Skidmore's Island, Skidmore's Island: The Eighth Age Of Ache
"I have a certain expertise in the architecture of falling over. You begin with a fond farewell to the perpendicular, the next and most graceful move is a panic stricken hover,'' writes Ian Skidmore.
For the general assemblage of letters no one approaches Shakespeare. He is the Tower of Babel with stained glass windows on every floor. But stand on me, the man is no mathematician. Seven Ages of Man? EIGHT, and still counting.
Forget mewling and puking, ignore playing hookey. Dismiss bearded like a pard, whatever that is. A sighing furnace I will give him.

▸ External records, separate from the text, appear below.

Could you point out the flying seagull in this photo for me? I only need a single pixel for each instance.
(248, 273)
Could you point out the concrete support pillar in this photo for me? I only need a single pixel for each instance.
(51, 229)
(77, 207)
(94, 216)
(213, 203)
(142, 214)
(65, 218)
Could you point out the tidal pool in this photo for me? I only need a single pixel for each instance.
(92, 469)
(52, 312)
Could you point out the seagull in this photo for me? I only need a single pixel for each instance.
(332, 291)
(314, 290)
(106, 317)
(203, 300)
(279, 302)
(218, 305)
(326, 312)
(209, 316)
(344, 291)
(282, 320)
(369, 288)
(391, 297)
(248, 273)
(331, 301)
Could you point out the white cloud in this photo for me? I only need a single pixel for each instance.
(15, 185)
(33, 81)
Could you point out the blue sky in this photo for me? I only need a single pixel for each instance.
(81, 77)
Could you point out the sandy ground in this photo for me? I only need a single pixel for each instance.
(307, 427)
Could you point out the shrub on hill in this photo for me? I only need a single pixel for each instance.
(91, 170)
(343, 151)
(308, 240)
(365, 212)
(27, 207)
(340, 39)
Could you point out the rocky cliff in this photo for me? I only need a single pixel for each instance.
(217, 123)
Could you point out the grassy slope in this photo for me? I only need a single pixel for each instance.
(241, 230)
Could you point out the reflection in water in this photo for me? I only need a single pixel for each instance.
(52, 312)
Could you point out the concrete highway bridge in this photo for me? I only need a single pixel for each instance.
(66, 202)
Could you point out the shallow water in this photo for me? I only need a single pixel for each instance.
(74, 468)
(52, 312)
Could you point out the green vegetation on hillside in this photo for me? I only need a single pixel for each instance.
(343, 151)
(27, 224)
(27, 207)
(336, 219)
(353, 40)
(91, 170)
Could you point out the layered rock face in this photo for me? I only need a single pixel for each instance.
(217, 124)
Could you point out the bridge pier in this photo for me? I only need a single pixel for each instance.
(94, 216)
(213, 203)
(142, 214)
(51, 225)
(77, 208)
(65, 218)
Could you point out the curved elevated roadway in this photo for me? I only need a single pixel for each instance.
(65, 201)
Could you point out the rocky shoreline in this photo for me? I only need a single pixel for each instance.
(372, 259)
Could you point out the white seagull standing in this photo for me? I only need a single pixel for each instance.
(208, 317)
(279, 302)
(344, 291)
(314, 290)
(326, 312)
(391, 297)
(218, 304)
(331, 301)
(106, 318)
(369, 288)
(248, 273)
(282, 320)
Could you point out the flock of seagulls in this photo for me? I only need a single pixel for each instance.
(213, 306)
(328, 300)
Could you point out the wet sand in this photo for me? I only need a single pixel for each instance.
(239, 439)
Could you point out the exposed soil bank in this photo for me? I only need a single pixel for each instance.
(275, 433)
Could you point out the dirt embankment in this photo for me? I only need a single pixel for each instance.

A world too wide for his shrunk shank? Oh, if only that were true. Twenty-one airborne stone give him the lie. Spectacles on nose, pouch at side, sans teeth, sans eyes, sans taste, sans everything. I have done all that.
Not a word, you notice, about falling over. These days I do it all the time. Show me an escalator and I will show you a prone position. Wet grass and I am as Nureyev in modified leap.
In a city of dreaming spires I spiralled, ambushed by a kerb no bigger than an agate stone on the forefinger of an alderman. A crowd scattered before my stately edifice as I crumbled like a mill chimney, or, more accurately, a pot still.
I have a certain expertise in the architecture of falling over. You begin with a fond farewell to the perpendicular, the next and most graceful move is a panic stricken hover. Walking stick at the High Port, cap dislodged, spectacles awry, you plummet like a stout Stuka dive bomber, finally to sprawl like a homing pancake.
And that is when you discover how badly this country needs immigrants. In Peterborough two Indians, a Turk and assorted Poles combined to snatch me from the ravening jaws of an escalator. This week Poles were once again in the vanguard rushing to retrieve me from a recumbent posture. Thanks are also due to a brace of Pakistani ladies and a gentleman I took to be a forgiving Iraqi, which was pretty decent of him when you think what we have done to his country.
VIVE LA DIFFERENCE, say I. If it weren’t for immigrants, I could be lying there yet.